Следы гигантских сооружений, на которые постоянно приходилось наталкиваться, невольно наводили на мысль о величии расы, населявшей некогда остров. Несомненно, что она обладала замечательными зодчими и гениальными скульпторами, произведения которых нисколько не уступали по красоте исполнения лучшим образцам античного искусства. Религиозный культ ее, которому служили эти художники, был значительно развит и обладал особым сословием жрецов и, быть может, жриц, которые вели, как доказывает храм найденный в лесу, совместную, быть может, монашескую жизнь.
Раса эта имела своих царей, цариц, полководцев, первосвященников и ученых законоведов, чтила их деяния и увековечивала их память для грядущих поколений, помещая их статуи в своем пантеоне. Свитки и надписи на пьедесталах свидетельствуют что им было знакомо искусство письма. Роскошные одежды, оружие, разного рода утварь, изображение которых сохранила скульптура, доказывают существование целого класса искусных ремесленников, чьи ловкие руки создавали все эти предметы. Венок из колосьев на голове богини, сжатый сноп и серп в ее руках указывают, что в исчезнувшем государстве особенным почетом пользовалось земледелие. Из всего этого следовал неопровержимый вывод, что народ, живший некогда на острове, стоял на высокой степени цивилизации и умел пользоваться ее благами.
Раздумывая таким образом, Андрей Иванович медленно возвращался по дороге к лесу. Сначала он надеялся, что эта дорога приведет его домой: но когда она окончилась у обрыва, ему оставалось только воротиться назад и исследовать другую, более узкую дорогу, отделявшуюся под прямым углом от главной и уходившую куда-то в глубину леса. Он со страхом думал, что, если и эта дорога не приведет его к цели, то для того чтоб воротиться домой, ему, пожалуй, снова придется продираться чрез ту же непроходимую глушь, по которой он пробрался к лесному храму. Поэтому, дойдя до перекрестка, он сошел с широкой дороги на узкую.

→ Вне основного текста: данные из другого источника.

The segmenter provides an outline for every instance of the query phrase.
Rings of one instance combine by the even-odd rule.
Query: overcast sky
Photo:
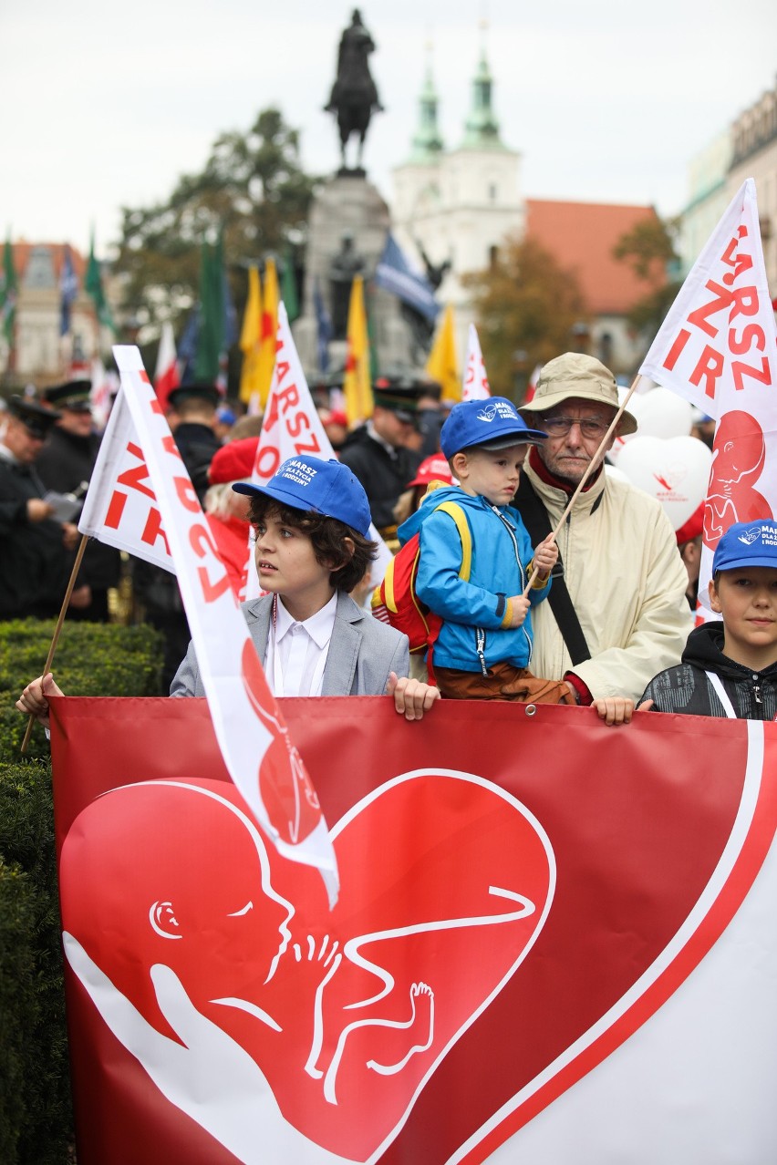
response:
[[[0,6],[0,231],[98,254],[121,205],[163,200],[222,130],[276,104],[303,164],[332,172],[323,113],[352,5],[333,0],[20,0]],[[527,197],[681,210],[687,167],[777,78],[775,0],[366,0],[387,112],[365,162],[391,198],[416,128],[426,45],[445,143],[462,134],[480,22]]]

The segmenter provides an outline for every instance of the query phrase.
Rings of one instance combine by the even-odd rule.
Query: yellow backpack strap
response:
[[[461,539],[461,566],[459,569],[459,578],[465,582],[468,582],[469,572],[472,571],[472,534],[469,532],[467,515],[457,502],[440,502],[439,506],[436,506],[435,508],[444,510],[455,522],[455,528],[459,531],[459,538]]]

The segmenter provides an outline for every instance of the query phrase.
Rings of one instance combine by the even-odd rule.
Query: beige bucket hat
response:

Она была также прекрасно вымощена и такими же массивными, гладко вытесанными плитами, но деревья над ней образовали такой непроницаемый свод, что приходилось идти точно в тоннеле, порой даже нагибаясь под низко опущенными ветвями. Мало-помалу характер растительности стал изменяться. Между пиниями и араукариями стали попадаться светло-зеленые древовидные папоротники с своими черными, точно обугленными стволами, затем акации, пальмы разного рода и потом сплошною стеной пошли миртовые деревья со своей темно-зеленой листвой. Дорога заметно стала подниматься в гору. В некоторых местах на ней попадались мосты и под их полукруглыми арками весело журчала вода небольших ручейков, уходивших куда-то под гору.
Становясь все круче и круче, дорога уперлась наконец в довольно крутую каменную лестницу с высокими и узкими, местами осыпавшимися, ступенями. Миртовые деревья перешли в невысокий кустарник, из которого местами выдавались совершенно голые скалы. Порою лестница прерывалась вымощенными площадками, как будто предназначенными для отдыха. Добравшись до одной из них, усталый Андрей Иванович сел отдохнуть и окинул глазами пройденное пространство.
Во все стороны, насколько хватало зрения, виднелся сплошной лес, над которым местами качались перистые вершины высоких пальм. Разнообразные оттенки зелени менялись сообразно характеру растительности, переходя от темной, почти синей листвы араукарий до нежной, желтовато-красной зелени акаций. Внизу, прямо под ногами, темнела лестница, скрываясь под густым сводом темно-зеленых мирт, вверху эта же лестница уходила в гору и терялась между скалами. Андрей Иванович совершенно не знал этой местности и даже не мог себе представить, в какой стороне находилась его палатка.